A Kind of Harsh Rural Reality

by | Mar 27, 2019 | Bush Voices


 

 

Imagine this.

You’re a dedicated but nervous Year 12 student settling into the rigours of the “most important year of education” at your local, rural school.

You’ve got five subjects; English, Health and Human Development, Further Maths, Psychology, and Sociology.

On one particular day, you roll into school ready for successive periods of SAC preparation only to be told your teacher – whom instructs three of your subjects – is leaving.

Permanently. Never coming back.
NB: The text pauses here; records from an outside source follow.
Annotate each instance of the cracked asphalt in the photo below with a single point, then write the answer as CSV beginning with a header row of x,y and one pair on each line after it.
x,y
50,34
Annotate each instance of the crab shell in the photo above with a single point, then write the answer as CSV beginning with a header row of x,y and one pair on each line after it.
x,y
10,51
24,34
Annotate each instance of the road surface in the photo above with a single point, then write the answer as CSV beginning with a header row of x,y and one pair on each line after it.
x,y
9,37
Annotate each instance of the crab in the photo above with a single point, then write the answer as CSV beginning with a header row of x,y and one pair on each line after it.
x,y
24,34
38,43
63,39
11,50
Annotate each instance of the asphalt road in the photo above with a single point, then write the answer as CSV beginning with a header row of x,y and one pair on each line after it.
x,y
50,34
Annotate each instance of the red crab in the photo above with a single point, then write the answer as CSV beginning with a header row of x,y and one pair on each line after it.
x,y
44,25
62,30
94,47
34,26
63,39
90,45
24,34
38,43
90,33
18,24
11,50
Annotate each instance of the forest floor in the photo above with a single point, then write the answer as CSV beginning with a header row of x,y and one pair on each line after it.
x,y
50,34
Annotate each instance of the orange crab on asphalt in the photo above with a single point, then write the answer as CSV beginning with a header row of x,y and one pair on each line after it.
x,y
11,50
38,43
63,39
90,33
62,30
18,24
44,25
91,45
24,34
As of that day.

You stand there, watching your teacher cry about the situation, and then you start to register panic.

Big-time-panic.

What happens now?

Will your subjects continue?

Who will teach you?

And what about those SACs you were supposed to be preparing for?

 

What follows is a period of uncertainty for everyone – educators and students, alike.

For you, it feels like chaos … and though your remaining teachers do their best to soothe the situation, your feelings of unease are hardly subdued.
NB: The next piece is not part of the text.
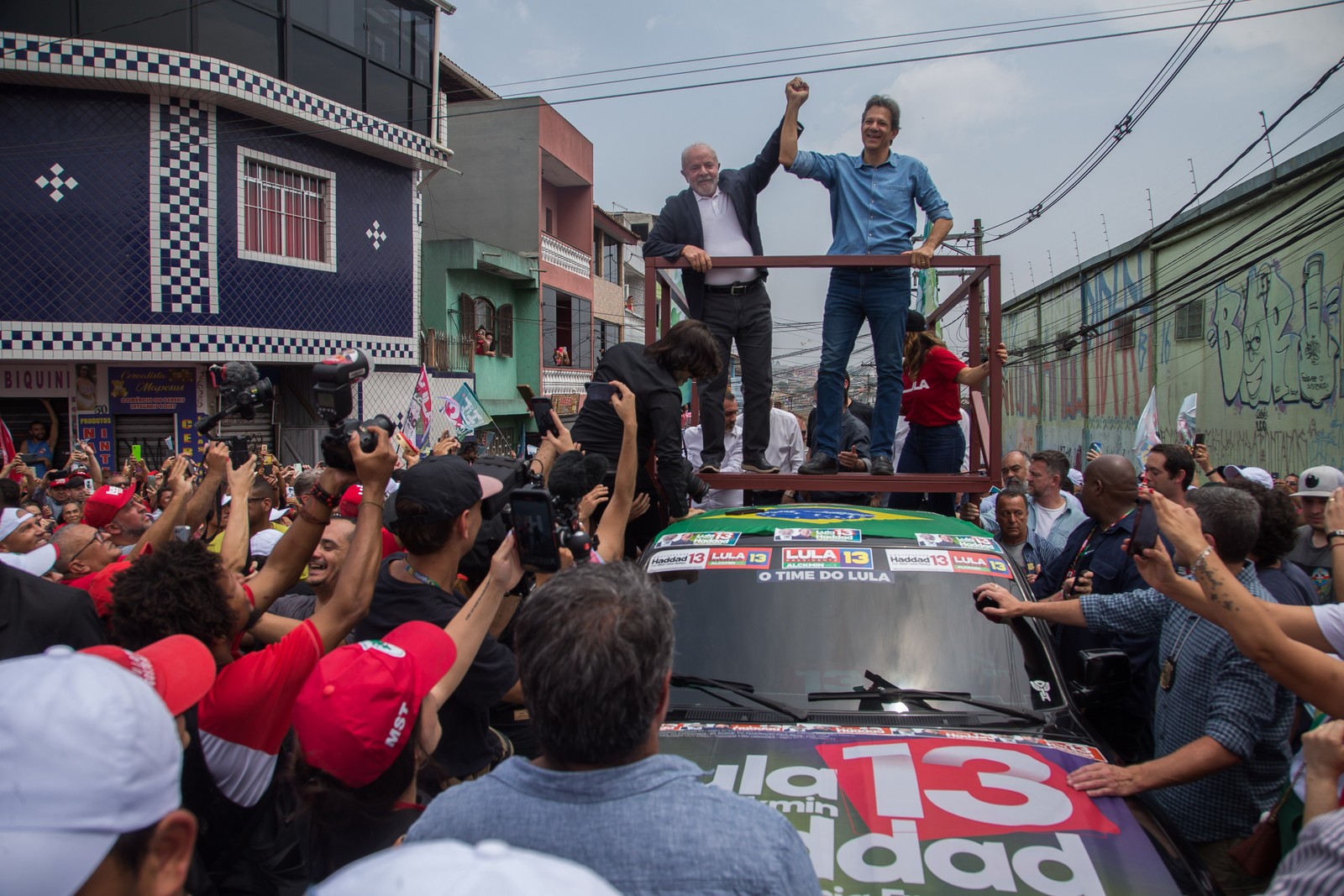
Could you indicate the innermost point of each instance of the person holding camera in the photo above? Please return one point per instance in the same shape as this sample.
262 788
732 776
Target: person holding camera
655 375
For a week you’re left in a semi-teacherless limbo as your school scrambles to find a solution.

After all, it’s not as simple as rescheduling another teacher’s timetable because there is no other teacher who can take those classes.

That one educator, who had to leave without notice, was teaching four Year 12 subjects – and you were the unluckiest duck most heavily affected by their abrupt departure.

 

You then question whether it would be possible for your parents to drive you to the neighbouring school, about 40 minutes away, so that you could keep studying these subjects, and then you reflect on the impost that this would bring to your family, even though you are convinced they would probably do it.

You even ponder the question, why can’t schools in these places work together so that if I lose my “only teacher” then I have a backup down the road? 

You’re told it’s not that simple but you’re not sure why.

 

Wait!
There’s good news.

 

Your subjects are going to continue but you’ll now be taking them through the use of video conferencing with two other schools located on the other side of the state.

You’re relieved and thankful … but it’s a hell of an adjustment.

And even though you’re impressed by your new teachers, you can’t help but feel it’s just not the same as having an educator physically in the classroom with you, especially when your arrival in a ‘virtual class’ was an involuntary process.

 

Imagine this.

You’re a dedicated but nervous Year 12 student settling into your new structure of online learning.

You’re doing your best and busily preparing for your next wave of SACs.

You don’t particularly enjoy the disconnect of online learning, but you realise there’s no other choice.

And this leads you to pondering – resentfully feeling — that the upheaval of your first term in Year 12 is a kind of Harsh Rural Reality that urban students would never have to worry about.